A 2004 amendment to the Children (Criminal Proceedings) Act made it an offence to publish information that could identify a child mentioned in a criminal case.

This meant that naming Ebony’s parents - before or after their murder and manslaughter convictions - would have been illegal, and that any photographs published of she or her parents would have been breaches of the law. As a way around that, media outlets have pixelated television and newspaper images throughout the trial.

But Ebony’s elder sisters expressed fears to the Supreme Court on Friday that her photograph, if published, would make her a “poster girl” for abused children.

Media organisations including Fairfax, publisher of the Advocate, and the Nine and Seven networks had requested permission to identify Ebony.

The older girls’ barrister Sue Kluss said the trial had attracted an unusual amount of publicity. Ms Kluss said the girls feared Ebony’s picture would become “the representative photo that will be used whenever there’s an issue of any criticism of the Department of Community Services”.

“Because in another set of circumstances children’s photos cannot be provided, so one of the concerns is if [Ebony’s photo] is published it could become almost like a representative or poster girl of abused children,” Ms Kluss told the hearing.

“And that - in the long run - would not, of course, have a preservation of the dignity of the child.”

The barrister arguing the media case for lifting the embargo, Dauid Sibtain, said identification would “honour” Ebony after the crime perpetrated on her in a way a pixelated image could not.

The case for Ebony’s identification was adjourned until a date yet to be fixed.

Too distraught for sentencing

HE mother convicted of the starvation murder of her daughter at Hawks Nest in 2007 was too shocked and distraught to give evidence at her sentencing hearing, a court heard last week.
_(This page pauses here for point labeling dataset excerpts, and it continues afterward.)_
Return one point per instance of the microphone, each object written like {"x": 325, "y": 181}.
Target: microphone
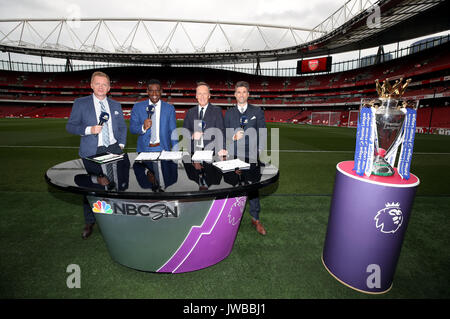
{"x": 243, "y": 121}
{"x": 202, "y": 125}
{"x": 104, "y": 117}
{"x": 150, "y": 110}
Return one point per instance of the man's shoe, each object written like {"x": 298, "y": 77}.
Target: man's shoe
{"x": 259, "y": 227}
{"x": 87, "y": 231}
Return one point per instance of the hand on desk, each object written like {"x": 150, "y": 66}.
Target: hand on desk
{"x": 147, "y": 124}
{"x": 238, "y": 135}
{"x": 197, "y": 135}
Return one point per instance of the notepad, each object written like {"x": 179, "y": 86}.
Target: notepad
{"x": 105, "y": 157}
{"x": 231, "y": 165}
{"x": 148, "y": 156}
{"x": 202, "y": 156}
{"x": 171, "y": 155}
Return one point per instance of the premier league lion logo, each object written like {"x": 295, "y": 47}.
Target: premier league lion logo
{"x": 390, "y": 218}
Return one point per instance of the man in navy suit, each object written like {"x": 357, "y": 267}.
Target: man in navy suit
{"x": 95, "y": 139}
{"x": 212, "y": 119}
{"x": 246, "y": 142}
{"x": 154, "y": 129}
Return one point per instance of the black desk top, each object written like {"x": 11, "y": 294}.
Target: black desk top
{"x": 141, "y": 180}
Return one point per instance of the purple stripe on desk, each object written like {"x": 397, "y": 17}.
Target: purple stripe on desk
{"x": 211, "y": 242}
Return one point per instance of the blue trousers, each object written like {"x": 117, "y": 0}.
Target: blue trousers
{"x": 253, "y": 202}
{"x": 89, "y": 217}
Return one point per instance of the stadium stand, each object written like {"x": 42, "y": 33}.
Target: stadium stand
{"x": 284, "y": 99}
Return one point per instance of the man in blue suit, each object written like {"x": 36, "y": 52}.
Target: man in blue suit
{"x": 95, "y": 139}
{"x": 246, "y": 120}
{"x": 154, "y": 129}
{"x": 212, "y": 118}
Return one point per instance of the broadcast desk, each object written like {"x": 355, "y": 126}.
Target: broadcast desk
{"x": 164, "y": 216}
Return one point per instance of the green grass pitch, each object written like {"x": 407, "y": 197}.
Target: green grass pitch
{"x": 41, "y": 227}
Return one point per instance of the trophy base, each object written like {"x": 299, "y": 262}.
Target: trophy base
{"x": 381, "y": 167}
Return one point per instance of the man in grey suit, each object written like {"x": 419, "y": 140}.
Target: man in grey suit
{"x": 246, "y": 142}
{"x": 97, "y": 137}
{"x": 212, "y": 118}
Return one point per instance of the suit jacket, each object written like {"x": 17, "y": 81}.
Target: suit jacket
{"x": 95, "y": 170}
{"x": 256, "y": 120}
{"x": 83, "y": 115}
{"x": 213, "y": 118}
{"x": 167, "y": 124}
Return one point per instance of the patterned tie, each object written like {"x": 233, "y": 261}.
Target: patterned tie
{"x": 153, "y": 128}
{"x": 105, "y": 130}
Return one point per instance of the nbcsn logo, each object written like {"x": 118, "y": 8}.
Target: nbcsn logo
{"x": 102, "y": 207}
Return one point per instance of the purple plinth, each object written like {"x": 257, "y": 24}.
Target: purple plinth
{"x": 211, "y": 242}
{"x": 366, "y": 226}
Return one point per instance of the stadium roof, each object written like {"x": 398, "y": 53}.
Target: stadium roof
{"x": 358, "y": 24}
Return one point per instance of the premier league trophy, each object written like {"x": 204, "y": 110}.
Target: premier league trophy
{"x": 372, "y": 201}
{"x": 383, "y": 125}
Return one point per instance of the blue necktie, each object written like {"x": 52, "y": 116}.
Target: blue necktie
{"x": 153, "y": 128}
{"x": 105, "y": 130}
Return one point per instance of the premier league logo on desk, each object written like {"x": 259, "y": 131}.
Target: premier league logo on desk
{"x": 384, "y": 124}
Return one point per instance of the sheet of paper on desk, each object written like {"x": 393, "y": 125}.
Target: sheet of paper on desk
{"x": 226, "y": 166}
{"x": 171, "y": 155}
{"x": 104, "y": 158}
{"x": 202, "y": 156}
{"x": 147, "y": 156}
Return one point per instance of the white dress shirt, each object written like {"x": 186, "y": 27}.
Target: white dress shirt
{"x": 200, "y": 142}
{"x": 158, "y": 116}
{"x": 242, "y": 109}
{"x": 98, "y": 111}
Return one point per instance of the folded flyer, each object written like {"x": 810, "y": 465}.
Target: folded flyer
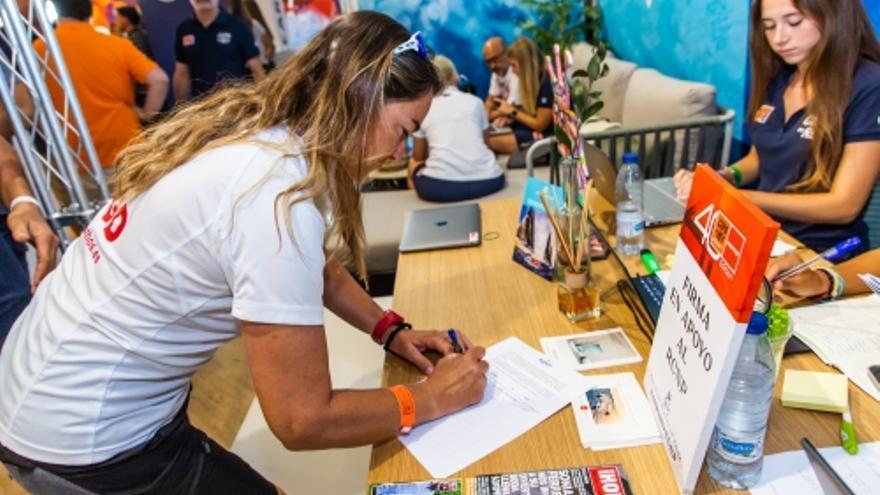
{"x": 588, "y": 480}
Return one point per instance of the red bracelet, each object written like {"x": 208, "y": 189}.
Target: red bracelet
{"x": 389, "y": 319}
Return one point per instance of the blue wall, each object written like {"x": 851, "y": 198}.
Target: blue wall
{"x": 456, "y": 28}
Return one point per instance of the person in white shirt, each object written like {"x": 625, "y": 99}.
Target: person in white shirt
{"x": 450, "y": 159}
{"x": 503, "y": 84}
{"x": 218, "y": 230}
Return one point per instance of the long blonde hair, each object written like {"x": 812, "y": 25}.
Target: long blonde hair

Submissions were adjourned after the woman, 35, said through her barrister she was too “physically and emotionally” ill to face sentencing for the murder of her daughter, 7.

“My client feels in shock from the result of the verdict,’ her barrister Dennis Stewart told East Maitland Supreme Court last Wednesday.

“She is physically and emotionally sick.”

The woman and the girl’s father, 48, had been convicted the previous day over their daughter’s death at the Hawks Nest family home in November 2007.

After a five-week trial and a week’s deliberation, the jury found the mother guilty of murder and convicted the father of manslaughter.

His sentencing hearing was put off six weeks after his legal counsel requested time to prepare psychiatric reports, and the woman’s sentencing has been scheduled for the same time.

Both matters were adjourned to the Supreme Court in Newcastle for August 6 and 7.